And therein lies the problem.

I still remember a Sunday school teacher in my early church days who said about the bible, "they spoke so strangely in those days." She meant the 1611 King James English, of course. BTW, "hast thoueth been saveth?" (I think there's a lisp in the room.)

People like this might be shocked to find that Mathew, Mark, Luke, and John are not common names in Israel, and they are likely to believe that the last name of Jesus was "Christ." (I saw an independent OTR truck driver once who had painted up his rig religiously and on the side it said "his name was Jesus Christ, and it's not a swear word.")

Just as likely again "the religious" in America have been known to lament the fact that Mexicans degrade the name of Jesus by naming their children after him, but they call the name "hey souse."

I'm wondering how stupid can you be? It's no wonder that christians don't get it!

Funny stuff, Michael.

Haven't been in a church in a long time except maybe a Southern Baptist one here in the South for a wedding or funeral, but I'm remembering that in the fairly formal Methodist church where I grew up in St. Louis, there was a separate prayer language and protocol full of "thy" and "thou" and "hast" and "dost" and so on. Huh???? Like their invisible friend had a preference?

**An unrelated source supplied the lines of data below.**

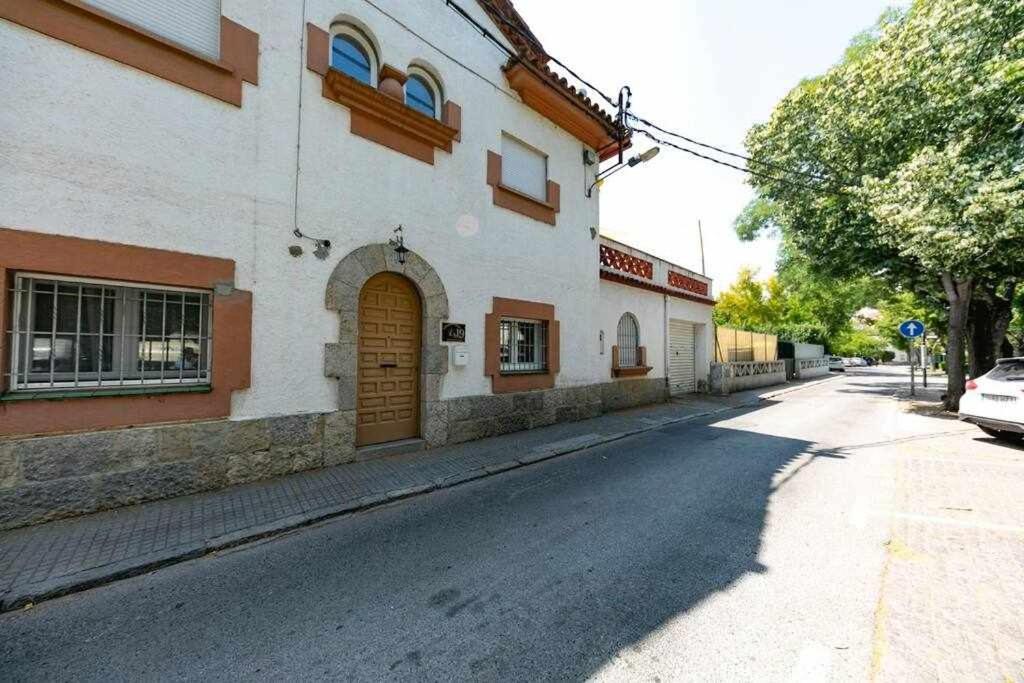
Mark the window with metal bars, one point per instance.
(74, 333)
(628, 339)
(523, 346)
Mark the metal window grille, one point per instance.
(629, 341)
(523, 346)
(74, 333)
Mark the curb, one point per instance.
(28, 596)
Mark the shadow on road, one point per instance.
(546, 572)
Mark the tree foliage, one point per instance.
(908, 158)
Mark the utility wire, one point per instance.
(532, 39)
(725, 152)
(516, 57)
(507, 22)
(767, 176)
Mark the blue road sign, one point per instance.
(911, 329)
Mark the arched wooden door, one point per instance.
(388, 385)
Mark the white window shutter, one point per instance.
(193, 24)
(524, 168)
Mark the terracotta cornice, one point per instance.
(381, 118)
(545, 98)
(651, 287)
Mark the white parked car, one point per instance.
(995, 401)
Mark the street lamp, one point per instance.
(635, 161)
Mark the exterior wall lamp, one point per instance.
(635, 161)
(322, 248)
(397, 243)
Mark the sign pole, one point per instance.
(911, 370)
(924, 360)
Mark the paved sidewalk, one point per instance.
(48, 560)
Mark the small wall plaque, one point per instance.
(453, 332)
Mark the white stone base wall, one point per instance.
(728, 378)
(51, 477)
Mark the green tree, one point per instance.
(910, 157)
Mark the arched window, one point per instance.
(422, 92)
(420, 96)
(628, 341)
(352, 54)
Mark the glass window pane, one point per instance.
(88, 355)
(154, 312)
(192, 319)
(90, 315)
(172, 323)
(67, 312)
(190, 354)
(42, 311)
(41, 353)
(349, 57)
(64, 353)
(420, 96)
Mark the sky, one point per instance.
(709, 70)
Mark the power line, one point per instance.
(742, 169)
(497, 13)
(726, 152)
(515, 56)
(504, 19)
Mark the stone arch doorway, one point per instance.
(341, 358)
(387, 387)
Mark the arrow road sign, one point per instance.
(911, 329)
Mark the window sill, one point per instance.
(386, 121)
(96, 31)
(60, 394)
(638, 371)
(543, 210)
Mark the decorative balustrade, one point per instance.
(617, 260)
(682, 282)
(756, 368)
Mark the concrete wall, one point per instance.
(728, 378)
(147, 162)
(809, 368)
(52, 477)
(97, 150)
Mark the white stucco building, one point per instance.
(199, 209)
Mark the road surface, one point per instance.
(816, 537)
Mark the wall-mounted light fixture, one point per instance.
(397, 243)
(322, 248)
(635, 161)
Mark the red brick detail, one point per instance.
(617, 260)
(682, 282)
(651, 287)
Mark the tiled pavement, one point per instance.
(52, 559)
(952, 598)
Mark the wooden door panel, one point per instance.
(388, 391)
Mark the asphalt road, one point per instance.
(736, 548)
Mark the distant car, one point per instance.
(995, 401)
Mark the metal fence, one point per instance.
(743, 346)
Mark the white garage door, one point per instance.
(682, 363)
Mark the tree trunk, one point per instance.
(979, 332)
(989, 319)
(958, 295)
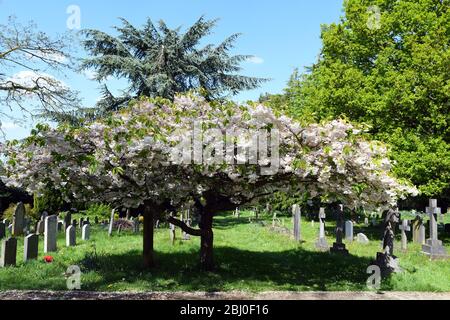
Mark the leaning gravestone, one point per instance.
(9, 252)
(349, 230)
(322, 243)
(2, 230)
(18, 220)
(433, 246)
(71, 236)
(296, 212)
(111, 222)
(86, 232)
(30, 247)
(362, 238)
(50, 233)
(339, 246)
(404, 227)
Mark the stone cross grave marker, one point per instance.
(71, 236)
(50, 234)
(433, 246)
(404, 227)
(339, 246)
(111, 222)
(349, 230)
(9, 252)
(2, 230)
(30, 247)
(296, 212)
(322, 243)
(86, 232)
(187, 236)
(18, 220)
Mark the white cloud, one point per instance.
(255, 60)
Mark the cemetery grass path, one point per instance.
(250, 258)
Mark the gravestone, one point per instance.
(8, 253)
(50, 234)
(136, 226)
(296, 212)
(187, 236)
(416, 223)
(339, 246)
(433, 246)
(404, 227)
(18, 220)
(40, 227)
(362, 238)
(71, 236)
(349, 230)
(2, 230)
(67, 220)
(30, 247)
(422, 236)
(86, 232)
(366, 222)
(322, 243)
(111, 222)
(172, 233)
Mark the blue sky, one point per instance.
(281, 34)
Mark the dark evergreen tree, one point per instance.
(160, 62)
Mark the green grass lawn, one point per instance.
(249, 257)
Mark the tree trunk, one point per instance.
(148, 236)
(206, 243)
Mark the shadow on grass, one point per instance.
(236, 269)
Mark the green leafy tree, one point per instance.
(158, 61)
(386, 63)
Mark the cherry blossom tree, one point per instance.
(161, 155)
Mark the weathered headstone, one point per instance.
(404, 227)
(172, 233)
(30, 247)
(2, 230)
(8, 253)
(349, 230)
(50, 234)
(67, 220)
(71, 236)
(366, 222)
(362, 238)
(111, 222)
(136, 226)
(18, 220)
(40, 227)
(433, 246)
(322, 243)
(296, 212)
(339, 246)
(86, 232)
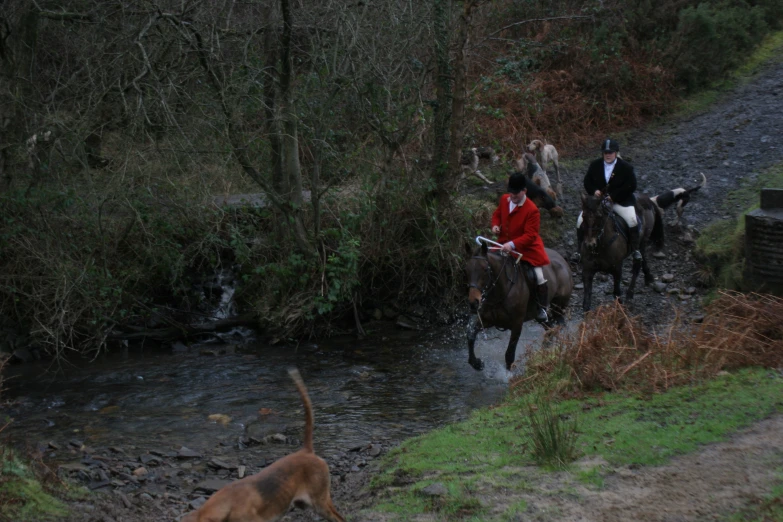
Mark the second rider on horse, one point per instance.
(613, 178)
(516, 222)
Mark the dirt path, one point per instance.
(731, 143)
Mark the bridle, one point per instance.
(486, 291)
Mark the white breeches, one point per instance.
(627, 213)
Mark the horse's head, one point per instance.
(594, 213)
(477, 274)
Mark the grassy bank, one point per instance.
(769, 51)
(610, 395)
(489, 455)
(28, 496)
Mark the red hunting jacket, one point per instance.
(521, 226)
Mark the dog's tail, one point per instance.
(668, 198)
(308, 440)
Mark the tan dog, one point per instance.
(301, 479)
(538, 175)
(546, 153)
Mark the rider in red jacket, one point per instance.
(516, 221)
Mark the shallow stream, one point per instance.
(392, 385)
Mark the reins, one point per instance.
(485, 292)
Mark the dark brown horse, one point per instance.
(499, 294)
(606, 245)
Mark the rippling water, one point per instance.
(396, 385)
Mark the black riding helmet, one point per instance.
(609, 145)
(516, 183)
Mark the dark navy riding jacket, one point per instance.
(621, 186)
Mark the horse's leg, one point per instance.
(558, 307)
(648, 277)
(637, 265)
(617, 277)
(587, 280)
(473, 327)
(511, 351)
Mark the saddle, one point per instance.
(622, 227)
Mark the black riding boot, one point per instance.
(580, 237)
(542, 298)
(633, 233)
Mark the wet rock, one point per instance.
(196, 503)
(124, 499)
(209, 486)
(187, 453)
(407, 323)
(73, 466)
(150, 460)
(219, 464)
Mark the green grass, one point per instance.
(24, 498)
(768, 51)
(490, 454)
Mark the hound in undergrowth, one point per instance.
(469, 165)
(546, 153)
(538, 175)
(678, 196)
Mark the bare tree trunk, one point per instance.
(292, 169)
(443, 96)
(460, 91)
(270, 102)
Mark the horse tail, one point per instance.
(656, 236)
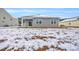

Do churches still do that? (This was definitely from the pulpit, but I think if someone other than the minister had to "deliver" a prayer, the same awkward language was used.)

We don't have to stretch our imagination too much for an answer to this question. All the trends suggest that belief in religion is declining. Christianity gives an appearance of growth because its proselytizing among the poor and the less educated but eventually, they too will change as education improves and poverty declines among them. This is a race against tile for religion which it is bound to loose. It is incorrect to believe that errors of the past will persist all along the future in spite of expansion of knowledge.